Lansfeldt cited her son as an example of the reason 21st century skills are important for students to learn. She showed a photo of her son and his friends at a sleepover connected to their laptops and working on mixing music.
“This is a photo of my son and his friends at a sleepover. It’s not the same as a sleepover I used to have when I was younger that’s for sure,” Lansfeldt said. “My son and his friends spend their time making music. My son has his own record label, he puts his music in a dropbox and gets immediate feedback from artists and producers all over the world. He has a contract and he makes money, too, at 99 cents a song.
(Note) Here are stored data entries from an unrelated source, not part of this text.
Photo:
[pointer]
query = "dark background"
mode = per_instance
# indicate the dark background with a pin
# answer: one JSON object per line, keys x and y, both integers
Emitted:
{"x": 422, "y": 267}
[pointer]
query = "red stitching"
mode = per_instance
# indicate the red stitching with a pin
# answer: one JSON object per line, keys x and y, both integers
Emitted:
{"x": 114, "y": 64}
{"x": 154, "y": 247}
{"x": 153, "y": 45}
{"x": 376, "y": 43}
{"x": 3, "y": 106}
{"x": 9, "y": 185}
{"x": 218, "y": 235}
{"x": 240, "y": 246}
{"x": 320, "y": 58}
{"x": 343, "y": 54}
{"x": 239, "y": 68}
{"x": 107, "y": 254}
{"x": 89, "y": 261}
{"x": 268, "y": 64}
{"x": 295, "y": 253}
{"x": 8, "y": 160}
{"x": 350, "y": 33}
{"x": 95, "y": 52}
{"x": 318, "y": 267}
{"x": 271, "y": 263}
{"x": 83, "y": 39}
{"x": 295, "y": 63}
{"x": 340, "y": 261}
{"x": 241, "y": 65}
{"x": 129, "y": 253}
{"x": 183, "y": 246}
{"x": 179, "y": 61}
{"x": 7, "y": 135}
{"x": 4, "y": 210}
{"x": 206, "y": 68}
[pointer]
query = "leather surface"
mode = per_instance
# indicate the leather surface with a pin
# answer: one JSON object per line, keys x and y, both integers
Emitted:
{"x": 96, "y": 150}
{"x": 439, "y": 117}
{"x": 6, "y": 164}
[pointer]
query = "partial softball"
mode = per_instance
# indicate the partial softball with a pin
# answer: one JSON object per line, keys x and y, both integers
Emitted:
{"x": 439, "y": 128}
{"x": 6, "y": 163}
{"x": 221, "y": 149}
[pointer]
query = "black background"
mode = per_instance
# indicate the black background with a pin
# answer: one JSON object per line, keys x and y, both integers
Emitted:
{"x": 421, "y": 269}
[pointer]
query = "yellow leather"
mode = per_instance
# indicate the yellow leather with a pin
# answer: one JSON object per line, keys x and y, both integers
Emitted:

This is what 21st century learning is all about.”
The group said this example is representative of students who are growing up as digital natives in a world that becoming is smaller through technology and causes a need for students to enter into citizenship for a global society. Along with these changes employment opportunities continue to change with shifts to a service economy and growing importance of design, creativity, and innovation; as well as the constant changing nature of information and technology. The group wants to make sure that the district ensures success for students as they move forward.
“Work has changed over the years,” said another group member, Afton-Lakeland principal Tom Hobert. “Collaboration, communication and creativity are so important these days (for businesses), they’ve changed and now schools need to change too.”
Going forward the groups says the district needs to focus on fusing the traditional reading, writing and arithmetic skills with what they’re calling the eight C’s: critical thinking and problem solving, communication, collaboration, creativity and innovation, curiosity, courageous leadership, career and life skills, and content learning. Hobert also emphasized that flexibility, adaptation, cross-cultural communication, and leadership and responsibility were important skills for students to learn as well, along with many other skills.
Fourteen states have adopted the 21st Century Learning curriculum and though Minnesota has not, many districts are engaging in this program. Lansfeldt told the board that test scores in these states, as well as student engagement, has been improved. The next steps include conducting a needs assessment of the district to determine what should to be improved to help students going forward. She also hopes that this needs assessment will help the board provide the public with a deeper understanding of what 21st century learning is all about.
“I think in such a fast-changing time we’ll have to see what needs to be done for our students and adapt as needs arise,” Lansfeldt said. “We’d also like to use the information to personalize learning more for our students as well.”
Sirid Kellerman, a parent involved in the group, said that the process and the group will continue going forward.
“We’ll continue to be involved for months or maybe years going forward and we’ll keep track of it as it evolves… in my personal opinion, I think that developing these skills can really translate across any number of positions and sets our students well on their way going forward.”